Punishable by Death: The Quest for Literacy
The concept of basic literacy is taken for granted across much of the civilized world today — but there are still corners of the world where the simple ability to read and write are reserved only for an elite few. Most recently, young girls and women in such countries as Pakistan and Afghanistan have been killed, shot and threatened for simply seeking, or supporting, literacy rights.
Restricting the right to education is not a new concept, and has been used by groups in power for centuries. The Catholic Church prevented the Bible itself from being translated into the tongues of the common people for centuries, and celebrated mass in Latin only until the Reformation.
This was a deliberate effort on the part of the Catholic Rulers to prevent the education of the common folk since they could not read the Bible for themselves and were forced to depend on the clergy to provide instruction for their daily lives. An uneducated populace is easily ruled.
This is also what prompted James Madison to write centuries later: “During almost fifteen centuries has the legal establishment of Christianity been on trial. What has been its fruits? More or less, in all places, pride and indolence in the clergy; ignorance and servility in the laity; in both, superstition, bigotry and persecution.”
Of course, in the newly formed United States, the same form of control and persecution existed. Many states had specific laws prohibiting the education of “persons of color.” The state of Georgia penal code read:
“Punishment for teaching slaves or free persons of color to read. — If any slave, Negro, or free person of color, or any white person, shall teach any other slave, Negro, or free person of color, to read or write either written or printed characters, the said free person of color or slave shall be punished by fine and whipping, or fine or whipping, at the discretion of the court.”
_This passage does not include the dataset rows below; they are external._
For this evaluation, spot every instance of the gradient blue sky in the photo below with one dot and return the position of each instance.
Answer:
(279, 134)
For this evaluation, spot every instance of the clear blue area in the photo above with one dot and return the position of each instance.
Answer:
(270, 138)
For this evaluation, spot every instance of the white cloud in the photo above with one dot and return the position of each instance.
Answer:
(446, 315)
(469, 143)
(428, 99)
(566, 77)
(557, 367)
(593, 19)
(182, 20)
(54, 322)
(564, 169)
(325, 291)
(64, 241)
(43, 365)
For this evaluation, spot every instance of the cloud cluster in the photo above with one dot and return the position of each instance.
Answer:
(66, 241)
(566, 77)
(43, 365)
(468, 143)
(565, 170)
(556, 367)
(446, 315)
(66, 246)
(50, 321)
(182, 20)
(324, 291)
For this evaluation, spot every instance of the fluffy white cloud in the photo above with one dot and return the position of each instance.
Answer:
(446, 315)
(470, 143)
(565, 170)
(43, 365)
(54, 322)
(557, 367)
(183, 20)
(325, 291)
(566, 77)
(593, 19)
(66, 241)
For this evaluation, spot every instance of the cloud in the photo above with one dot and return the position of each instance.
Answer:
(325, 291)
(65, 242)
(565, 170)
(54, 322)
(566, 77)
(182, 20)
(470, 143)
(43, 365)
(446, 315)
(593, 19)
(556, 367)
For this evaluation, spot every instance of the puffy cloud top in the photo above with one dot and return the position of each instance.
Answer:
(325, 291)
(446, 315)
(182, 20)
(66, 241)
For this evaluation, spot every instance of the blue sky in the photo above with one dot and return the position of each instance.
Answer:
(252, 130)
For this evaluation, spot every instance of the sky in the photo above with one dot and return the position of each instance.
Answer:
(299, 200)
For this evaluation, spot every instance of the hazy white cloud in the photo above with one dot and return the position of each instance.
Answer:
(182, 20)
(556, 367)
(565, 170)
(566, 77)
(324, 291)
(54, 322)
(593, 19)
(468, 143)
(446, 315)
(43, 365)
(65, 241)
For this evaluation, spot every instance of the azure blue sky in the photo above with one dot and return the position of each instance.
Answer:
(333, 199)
Across the water in the British Isles, the English passed injunctions against the teaching of children by those of the Roman Catholic faith, mandating that all Irish children must be taught in English-sponsored schools by Anglican teachers, in order to convert the youth of Ireland away from “the popish faith” and make them more amenable to Protestant rule.
As late as 1825, the Protestant hierarchy petitioned the King, saying:
“amongst the ways to convert and civilise the Deluded People, the most necessary have always been thought to be that a sufficient number of English Protestant Schools be erected, wherein the Children of the Irish Natives should be instructed in the English Tongue and in the Fundamental Principles of the True Religion.”
In every case of education prohibition, the end goal was to repress a certain demographic, preventing them from becoming literate and gaining the potential to throw off oppression. Today, the primary groups of people being denied the opportunity to obtain education are female, and the perpetrators in most cases are patriarchal religious leaders. To such leaders, educated women are a threat. Preventing them from learning to read or write also prevents them from becoming independent, and maintains the status quo.
On July 4, 2012, an activist named Farida Afridi was shot and killed at the age of 25. Farida promoted women’s rights and education in Pakistan. On Oct. 9, 2012, a young teenaged girl named Malala Yousafzai was shot in the head on a bus, for daring to attend school in the same country. Another Pakistani girl, Hina Khan, has since received death threats for attending school and speaking out for education rights.
In Afghanistan, female children attending the Zabuli Education Center (the only girls’ school for miles around) must wait until the school administrators test the well water for poison before getting a drink. Another school located in Kabul was targeted with over 100 hand grenades, and girls in the city have been sprayed with acid.
Pakistan and Afghanistan, as well as many African countries, do not depend solely on government support for the non-education of women; in many areas the prevailing religion dictates that women remain secluded, illiterate and firmly subjugated. Organizations aimed at improving female education must battle not only government interference but religion driven political organizations, like the Taliban.
According to policy brief titled “Empowering Women, Developing Society: Female Education in the Middle East and North Africa“:
- As female education rises, fertility, population growth, and infant and child mortality fall and family health improves.
- increases in girls’ secondary school enrollment are associated with increases in women’s
participation in the labor force and their contributions to household and national income.
- Women’s increased earning capacity, in turn, has a positive effect on child nutrition.
- Children — especially daughters — of educated mothers are more likely to be enrolled in school and to have higher levels of educational attainment.
- Educated women are more politically active and better informed about their legal rights and how to exercise them.
Access to education and literacy rights continue to be a matter of concern across the globe, as non-compliant countries continue to use non-education as a tool to subjugate large percentages of the population. Breaking this trend is the fastest and most effective way to raise up not only the groups targeted by such restrictions, but to improve the economy and health of the geographical regions thus affected.